Neuer wirft real raus – bayern stürmt nach 13 jahren wieder im bernabéu

Manuel Neuer war nicht einfach nur wieder da. Er war die Mauer, das Brett, die Antwort auf 180 Minuten Madrider Druck. Mit vier Glanzparaden in der ersten halben Stunde schob er den FC bayern zurück in die Spur, mit einer Faust gegen Vinícius in der 88. Minute schließlich die Krone auf. Ergebnis: 2:1 im Bernabéu – der erste bayern-Sieg dort seit 2012, und das mit dem Geschmack von Revanche.
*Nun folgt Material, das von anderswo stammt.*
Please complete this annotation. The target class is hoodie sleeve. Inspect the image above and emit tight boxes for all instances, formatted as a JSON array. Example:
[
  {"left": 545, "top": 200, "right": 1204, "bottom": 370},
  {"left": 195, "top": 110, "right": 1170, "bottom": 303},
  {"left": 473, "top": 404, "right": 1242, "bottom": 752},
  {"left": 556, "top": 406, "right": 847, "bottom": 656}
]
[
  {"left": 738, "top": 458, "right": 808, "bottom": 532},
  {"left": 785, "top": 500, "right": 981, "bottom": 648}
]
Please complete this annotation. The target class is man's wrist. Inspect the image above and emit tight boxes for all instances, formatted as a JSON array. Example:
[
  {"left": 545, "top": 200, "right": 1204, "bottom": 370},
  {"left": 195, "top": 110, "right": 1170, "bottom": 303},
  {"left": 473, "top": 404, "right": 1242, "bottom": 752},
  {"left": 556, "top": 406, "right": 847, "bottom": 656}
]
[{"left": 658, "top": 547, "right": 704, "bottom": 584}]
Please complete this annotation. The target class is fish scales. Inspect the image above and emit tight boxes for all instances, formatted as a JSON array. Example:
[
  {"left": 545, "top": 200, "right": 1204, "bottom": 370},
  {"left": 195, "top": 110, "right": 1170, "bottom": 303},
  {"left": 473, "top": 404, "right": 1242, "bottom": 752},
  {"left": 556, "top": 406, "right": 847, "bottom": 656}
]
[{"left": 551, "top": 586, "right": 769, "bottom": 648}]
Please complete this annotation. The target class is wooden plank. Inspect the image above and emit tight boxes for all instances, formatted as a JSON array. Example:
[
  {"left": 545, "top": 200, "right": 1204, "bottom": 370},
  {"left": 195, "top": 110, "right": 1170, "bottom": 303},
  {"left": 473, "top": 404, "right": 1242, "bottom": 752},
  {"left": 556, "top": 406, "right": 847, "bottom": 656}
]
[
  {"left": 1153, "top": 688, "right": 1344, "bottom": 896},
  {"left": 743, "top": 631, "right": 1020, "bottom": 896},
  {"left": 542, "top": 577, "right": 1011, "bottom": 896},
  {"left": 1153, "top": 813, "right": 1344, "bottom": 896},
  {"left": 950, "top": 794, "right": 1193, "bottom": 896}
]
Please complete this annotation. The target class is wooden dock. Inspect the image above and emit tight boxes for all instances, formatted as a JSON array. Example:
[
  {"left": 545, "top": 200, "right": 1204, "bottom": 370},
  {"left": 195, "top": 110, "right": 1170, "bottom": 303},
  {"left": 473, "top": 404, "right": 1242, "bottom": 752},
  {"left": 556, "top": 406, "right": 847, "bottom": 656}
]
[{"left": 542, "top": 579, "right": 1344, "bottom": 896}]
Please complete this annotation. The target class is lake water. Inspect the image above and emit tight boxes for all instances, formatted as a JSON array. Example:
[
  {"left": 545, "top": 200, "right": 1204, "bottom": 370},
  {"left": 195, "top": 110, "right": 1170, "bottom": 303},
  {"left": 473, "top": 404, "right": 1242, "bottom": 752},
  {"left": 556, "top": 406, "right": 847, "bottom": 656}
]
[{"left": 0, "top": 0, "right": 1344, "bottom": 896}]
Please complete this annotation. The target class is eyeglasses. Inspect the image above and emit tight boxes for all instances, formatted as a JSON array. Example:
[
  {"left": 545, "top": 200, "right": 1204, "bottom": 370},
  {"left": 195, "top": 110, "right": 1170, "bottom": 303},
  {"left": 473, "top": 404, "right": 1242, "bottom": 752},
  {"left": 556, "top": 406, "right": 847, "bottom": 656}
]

Die Zahlen sind hart: acht Schüsse auf sein Tor in der ersten Halbzeit, er pariert sechs. Die xG-Kurve bricht ein wie ein Stück Blech. Thibaut Courtois schaut auf der Gegenseite verlegen drein, weil er eigentlich derjenige mit den Superlativen sein sollte. Stattdessen steht Neuer nach Abpfiff vor dem Mikro von Amazon Prime und lacht über sein einziges Makel: „Das ist ja eine Frechheit“, sagt er über Mbappés 2:1, „dann ist es ein Torwartfehler – aber ein schöner.“

Warum der sieg mehr ist als drei punkte

Die bayern haben in Madrid nicht nur ein Ergebnis gerettet, sondern eine Psyche. Seit dem Debakel von 2018, dem 3:0 mit Heynckes‘ letztem Abend, lastete das Bernabéu wie ein Fluch auf den Münchenern. Jetzt ist der Fluch geplatzt, und das, obwohl Vinícius und Mbappé jeden Zweikampf gewannen, obwohl Real 1,9 xG verbrennt. Das sagt mehr über Neuers Nervenstärke als über Madrids Abschlussschwäche.

Die Szene der Nacht: 32. Minute, Modric hebt den Ball in den Lauf von Vinícius, Neuer kommt raus, bleibt stehen, blockt mit dem Oberschenkel. Sekunden später Konter, Musiala legt auf Sané, 1:0. Dieselbe Sequenz, nur eben mit umgekehrten Vorzeichen. Wer in Madrid gewinnen will, braucht so eine Moment-Kaskade.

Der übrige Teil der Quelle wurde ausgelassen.